Yokley, assistant provost for student success, joined UTC on Sept. 18 to direct “A Moc’s First Year,” the Quality Enhancement Plan proposed in the spring for the University’s Southern Association of Colleges and Schools Commission on Colleges (SACSCOC) reaffirmation.
She most recently served as the dean of the Learning Commons—a variety of first-year experience and student success programs—at the University of Mount Olive in North Carolina, where she participated in and led many activities that will now be a part of her UTC portfolio.
“When you’re new to an institution, you’re stepping into a culture that’s already there. When you see somebody new, it’s like, ‘I’m not doing this by myself. There’s somebody else that understands you’re stepping into this newness,’” Yokley said.
“I think it was really cool that the institution and the chancellor took time to welcome us and that there were so many people in his leadership team that were there … I’ve not been at a place where people are genuinely excited about you joining their team and being a part of them.”
Bryant Fairley, director of engagement for the UTC Division of Access and Engagement, moved his wife and two children from California to Chattanooga for “a once-in-a-career opportunity.” His portfolio includes nearly 13 years at California State University, San Bernardino and four years at California State Polytechnic University, Pomona.
“The opportunity to really help engagement take shape is exciting,” said Fairley, who started at UTC on Sept. 4. “As a university, especially a university with this rich heritage, the opportunity to help to foster and develop engagement—community engagement, relationship to service learning, curricular-engaged learning—is an exciting opportunity.
“In California, the system started their centers for community engagement about 20 to 25 years ago—so as a discipline or focus, it is relatively new within the field of higher education. To be able to help shape the direction of what it will look like here is a once-in-a-career opportunity.”
Fairley said this was the first time he had been part of a “welcome to campus” event—which came on the heels of his family’s cross-country move.
“When people ask what our impression is of Tennessee, I honestly say I’m still surprised we moved because we had a long time in the California State University system,” he said. “It still shocks me that we made this big leap to the Eastern Time Zone.
“I think that our big surprise, to be honest with you, was that Southern hospitality is a real thing. Everybody has been authentically genuine and welcoming. We are experiencing it in really rich and rewarding ways.”
Brooke Stappenbeck is a recent College of Engineering and Computer Science hire, serving as the dean’s administrative assistant. Higher education—as an employee—is new to her after a work history in nonprofits and health care.
“It’s funny. I told my husband, ‘I’ve always felt kind of like the square peg in the round hole and, since being here, I feel like I have found my place,’” Stappenbeck said. “I had always held education dear to my heart and I have a lot of educators in my family.
“My grandfather was an engineer, but he also was a professor at Tennessee Tech—and then in retirement, he actually taught at Chattanooga State.
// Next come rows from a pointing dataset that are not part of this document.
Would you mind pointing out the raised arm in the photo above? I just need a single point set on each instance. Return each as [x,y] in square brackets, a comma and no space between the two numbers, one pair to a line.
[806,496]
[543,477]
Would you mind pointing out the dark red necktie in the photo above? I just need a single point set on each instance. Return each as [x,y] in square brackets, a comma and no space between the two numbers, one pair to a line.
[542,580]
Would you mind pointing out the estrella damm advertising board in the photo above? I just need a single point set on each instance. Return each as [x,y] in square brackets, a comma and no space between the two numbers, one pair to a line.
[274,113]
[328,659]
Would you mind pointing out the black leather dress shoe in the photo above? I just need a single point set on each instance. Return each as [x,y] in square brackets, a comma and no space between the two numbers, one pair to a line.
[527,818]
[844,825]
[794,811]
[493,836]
So I’ve always loved the world of education.”
Along with spending time at the welcome event with her CECS predecessor, Christy Waldrep—now the assistant to Provost Jerold Hale—Stappenbeck said she was excited to get the chance to meet others from across UTC.
“It was a great way to get connections immediately across campus,” she said. “I was grateful for that experience.
“We were able to put names with faces and I was really impressed with the authenticity of the leadership team. That really stuck with me and made me excited and motivated to be part of this team and this family.”